Patti Smith, America’s punk-poet queen, isn’t known for being a crowd-pleaser. She first made her name in the seventies on the New York performance poetry circuit, doing readings to a backdrop of squalling feedback courtesy of guitarist Lenny Kaye.

Her first album, 1975’s Horses, with its opening line “Jesus died for someone’s sins, but not mine”, brimmed with stream-of-consciousness fury and wilfully ignored punk’s self-imposed rule about two-minute songs, instead delivering 10-minute epics that referenced her literary heroes, among them Rimbaud, Blake and the Beat poets. Certainly, a hit single was never part of the plan.

Yet there is one track in the Smith catalogue that, at concerts, makes the quietly faithful leap about and punch the air. It tells of hedonistic abandon, red-hot desire and love as “an angel disguised as lust”. With its big chorus and romantic proclamations, 1978’s “Because the Night” is, to all intents and purposes, a power ballad — more Pat Benatar than Baudelaire.

The song was initially conceived not by Smith but by her fellow New Jerseyite Bruce Springsteen. He began writing it in 1977 in Los Angeles during the sessions for his Darkness on the Edge of Town LP. But, after composing the melody and the chorus, he abandoned it.

Down the corridor from Springsteen, Smith and her band were working on their 1978 LP, Easter. Smith’s producer, Jimmy Iovine, was simultaneously engineering for Springsteen and could be found darting frantically between the two studios. It was his idea that Springsteen offer the song to Smith.

Legend has it that Smith wrote the verses while waiting for a phone call from her new boyfriend, Fred “Sonic” Smith, with whom she would later settle down and have two children. Released as a single, the song was a huge hit on both sides of the Atlantic. In her book Just Kids, she recalls ambling around downtown Manhattan with her friend and ex-lover Robert Mapplethorpe and hearing “Because the Night” blaring out of successive storefronts. “Patti,” he remarked, archly. “You got famous before me.”

If Mapplethorpe was supportive of Smith’s success, some of her fans were less approving and accused her of selling out. Not that she cared: “I liked hearing myself on the radio,” she told New York Magazine. “To me, those people didn’t understand punk rock at all.
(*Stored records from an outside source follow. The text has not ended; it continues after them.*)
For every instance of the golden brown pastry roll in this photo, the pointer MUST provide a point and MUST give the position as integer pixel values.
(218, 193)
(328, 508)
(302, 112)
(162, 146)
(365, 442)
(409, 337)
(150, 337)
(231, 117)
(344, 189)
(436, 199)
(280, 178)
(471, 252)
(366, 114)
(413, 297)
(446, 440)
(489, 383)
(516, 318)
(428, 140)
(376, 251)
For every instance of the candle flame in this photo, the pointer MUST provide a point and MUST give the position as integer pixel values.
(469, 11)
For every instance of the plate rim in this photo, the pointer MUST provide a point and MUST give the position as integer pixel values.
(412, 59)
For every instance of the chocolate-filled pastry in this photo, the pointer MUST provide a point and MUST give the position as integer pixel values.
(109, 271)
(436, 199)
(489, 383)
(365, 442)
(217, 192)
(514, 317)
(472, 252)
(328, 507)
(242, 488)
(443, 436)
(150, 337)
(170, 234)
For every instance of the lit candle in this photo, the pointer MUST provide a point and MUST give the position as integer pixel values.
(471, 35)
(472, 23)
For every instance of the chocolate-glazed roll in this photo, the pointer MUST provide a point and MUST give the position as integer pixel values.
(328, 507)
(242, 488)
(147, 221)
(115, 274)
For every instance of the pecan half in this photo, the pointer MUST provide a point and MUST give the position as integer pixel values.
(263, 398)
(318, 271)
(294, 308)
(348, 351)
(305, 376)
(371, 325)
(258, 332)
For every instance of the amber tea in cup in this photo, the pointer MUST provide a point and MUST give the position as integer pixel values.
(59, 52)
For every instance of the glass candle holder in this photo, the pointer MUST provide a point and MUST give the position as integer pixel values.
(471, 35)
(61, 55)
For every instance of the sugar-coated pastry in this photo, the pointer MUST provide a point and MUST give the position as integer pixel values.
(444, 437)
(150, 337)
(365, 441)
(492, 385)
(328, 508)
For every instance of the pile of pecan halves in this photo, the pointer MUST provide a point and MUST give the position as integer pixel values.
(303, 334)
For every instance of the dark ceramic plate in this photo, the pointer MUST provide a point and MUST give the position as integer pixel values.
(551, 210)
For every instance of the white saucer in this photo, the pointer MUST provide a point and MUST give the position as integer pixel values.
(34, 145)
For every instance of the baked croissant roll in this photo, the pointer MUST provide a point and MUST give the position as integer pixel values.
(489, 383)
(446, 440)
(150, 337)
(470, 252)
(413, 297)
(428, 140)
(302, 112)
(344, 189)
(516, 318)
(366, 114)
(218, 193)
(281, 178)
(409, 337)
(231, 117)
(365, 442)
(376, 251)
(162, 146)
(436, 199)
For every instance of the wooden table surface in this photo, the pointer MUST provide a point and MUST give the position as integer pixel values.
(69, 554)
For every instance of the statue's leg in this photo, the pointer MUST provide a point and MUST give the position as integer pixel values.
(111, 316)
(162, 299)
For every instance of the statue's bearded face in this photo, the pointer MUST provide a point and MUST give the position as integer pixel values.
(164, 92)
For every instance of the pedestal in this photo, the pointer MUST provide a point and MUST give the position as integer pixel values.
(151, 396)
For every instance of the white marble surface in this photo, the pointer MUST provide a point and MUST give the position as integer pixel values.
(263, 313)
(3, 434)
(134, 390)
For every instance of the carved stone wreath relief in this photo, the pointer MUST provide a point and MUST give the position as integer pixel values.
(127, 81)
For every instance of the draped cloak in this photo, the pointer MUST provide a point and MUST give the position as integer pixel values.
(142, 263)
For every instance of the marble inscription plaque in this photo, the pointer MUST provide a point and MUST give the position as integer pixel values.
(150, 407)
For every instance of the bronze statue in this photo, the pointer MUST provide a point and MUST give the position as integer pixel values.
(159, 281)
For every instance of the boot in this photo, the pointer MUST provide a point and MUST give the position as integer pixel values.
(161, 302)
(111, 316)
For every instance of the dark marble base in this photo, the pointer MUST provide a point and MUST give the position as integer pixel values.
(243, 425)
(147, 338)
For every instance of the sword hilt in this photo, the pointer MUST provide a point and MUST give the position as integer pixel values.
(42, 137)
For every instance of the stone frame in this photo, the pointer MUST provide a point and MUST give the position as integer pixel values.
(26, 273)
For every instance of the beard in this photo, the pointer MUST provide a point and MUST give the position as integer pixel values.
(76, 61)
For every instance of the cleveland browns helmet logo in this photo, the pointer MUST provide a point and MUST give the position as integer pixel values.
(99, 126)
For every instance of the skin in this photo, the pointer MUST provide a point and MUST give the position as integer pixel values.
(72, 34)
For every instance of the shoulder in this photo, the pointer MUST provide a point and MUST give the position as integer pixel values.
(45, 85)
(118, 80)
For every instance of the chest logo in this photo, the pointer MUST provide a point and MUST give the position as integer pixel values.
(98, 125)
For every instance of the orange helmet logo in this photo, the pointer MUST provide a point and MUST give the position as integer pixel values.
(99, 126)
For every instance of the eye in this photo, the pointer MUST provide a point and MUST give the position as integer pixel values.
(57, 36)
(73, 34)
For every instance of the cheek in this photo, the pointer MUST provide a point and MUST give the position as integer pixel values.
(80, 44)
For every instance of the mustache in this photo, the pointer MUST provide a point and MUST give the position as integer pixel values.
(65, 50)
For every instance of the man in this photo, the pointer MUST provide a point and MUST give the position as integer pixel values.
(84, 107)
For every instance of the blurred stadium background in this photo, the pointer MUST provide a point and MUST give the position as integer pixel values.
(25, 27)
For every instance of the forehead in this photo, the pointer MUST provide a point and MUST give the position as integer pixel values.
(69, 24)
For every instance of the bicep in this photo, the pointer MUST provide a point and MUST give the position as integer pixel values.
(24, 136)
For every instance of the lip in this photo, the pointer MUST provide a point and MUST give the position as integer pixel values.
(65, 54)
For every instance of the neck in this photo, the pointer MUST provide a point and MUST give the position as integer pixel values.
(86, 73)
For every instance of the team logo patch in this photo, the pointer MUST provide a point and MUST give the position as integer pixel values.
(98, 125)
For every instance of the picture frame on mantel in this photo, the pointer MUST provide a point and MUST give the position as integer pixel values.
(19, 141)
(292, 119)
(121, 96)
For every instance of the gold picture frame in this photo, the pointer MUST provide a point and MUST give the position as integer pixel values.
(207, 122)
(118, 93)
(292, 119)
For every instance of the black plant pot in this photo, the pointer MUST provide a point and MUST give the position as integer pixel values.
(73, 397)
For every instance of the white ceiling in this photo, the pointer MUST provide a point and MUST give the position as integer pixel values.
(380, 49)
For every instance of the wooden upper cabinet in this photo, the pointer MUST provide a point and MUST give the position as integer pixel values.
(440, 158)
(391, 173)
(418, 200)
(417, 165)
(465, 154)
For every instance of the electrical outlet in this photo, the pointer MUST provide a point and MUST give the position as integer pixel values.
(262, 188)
Punk rock is just another word for freedom.”

Springsteen has always credited Smith for turning the song into a hit, though he hasn’t altogether relinquished his stake. He frequently performs it at concerts, replacing the sex-induced sweat of Smith’s version with a different kind of perspiration — that of the working man labouring under the hot sun.
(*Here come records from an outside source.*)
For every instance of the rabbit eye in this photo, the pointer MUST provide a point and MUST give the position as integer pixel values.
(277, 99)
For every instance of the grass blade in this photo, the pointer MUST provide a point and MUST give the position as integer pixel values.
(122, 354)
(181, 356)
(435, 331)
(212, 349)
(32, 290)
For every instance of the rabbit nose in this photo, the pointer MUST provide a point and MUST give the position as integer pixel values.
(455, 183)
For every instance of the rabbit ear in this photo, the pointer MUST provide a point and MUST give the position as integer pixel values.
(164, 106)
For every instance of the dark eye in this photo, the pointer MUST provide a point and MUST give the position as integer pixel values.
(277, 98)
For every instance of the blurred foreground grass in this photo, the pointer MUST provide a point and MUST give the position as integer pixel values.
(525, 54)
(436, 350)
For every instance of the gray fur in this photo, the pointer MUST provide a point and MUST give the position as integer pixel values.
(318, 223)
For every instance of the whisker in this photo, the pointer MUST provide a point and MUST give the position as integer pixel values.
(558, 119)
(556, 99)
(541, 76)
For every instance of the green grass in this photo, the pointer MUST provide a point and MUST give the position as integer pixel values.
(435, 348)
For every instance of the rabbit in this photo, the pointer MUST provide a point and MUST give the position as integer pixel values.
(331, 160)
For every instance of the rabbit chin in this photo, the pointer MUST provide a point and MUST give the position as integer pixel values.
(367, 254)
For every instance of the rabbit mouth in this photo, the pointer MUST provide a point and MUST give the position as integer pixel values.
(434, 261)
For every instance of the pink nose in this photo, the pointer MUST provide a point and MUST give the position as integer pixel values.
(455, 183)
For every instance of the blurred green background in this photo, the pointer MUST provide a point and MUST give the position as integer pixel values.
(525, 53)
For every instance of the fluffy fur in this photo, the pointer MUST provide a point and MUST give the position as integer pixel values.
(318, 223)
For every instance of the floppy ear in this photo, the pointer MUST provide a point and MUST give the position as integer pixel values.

It has become his go-to track for starry duets: in 2004 he sang it with REM’s Michael Stipe in a Vote For Change concert in support of the would-be president, John Kerry, and has performed it multiple times with Bono. Indeed, one of the song’s more startling renditions came during a Rock and Roll Hall of Fame 25th anniversary show, when Bono invited both Springsteen and Smith to perform it together with him. On this occasion they went with Smith’s lyrics.

The song has proved to be cover-version catnip to other artists. 10,000 Maniacs did an elegant if somewhat vanilla interpretation for an MTV Unplugged performance in 1993, complete with a string section. Garbage restored the heat and the power for their 2013 collaboration with Screaming Females, released to coincide with Record Store Day.

At 69, Smith still delights in playing the song in her live shows, a joyful explosion of lust shoehorned between darker tales of misfits and outsiders.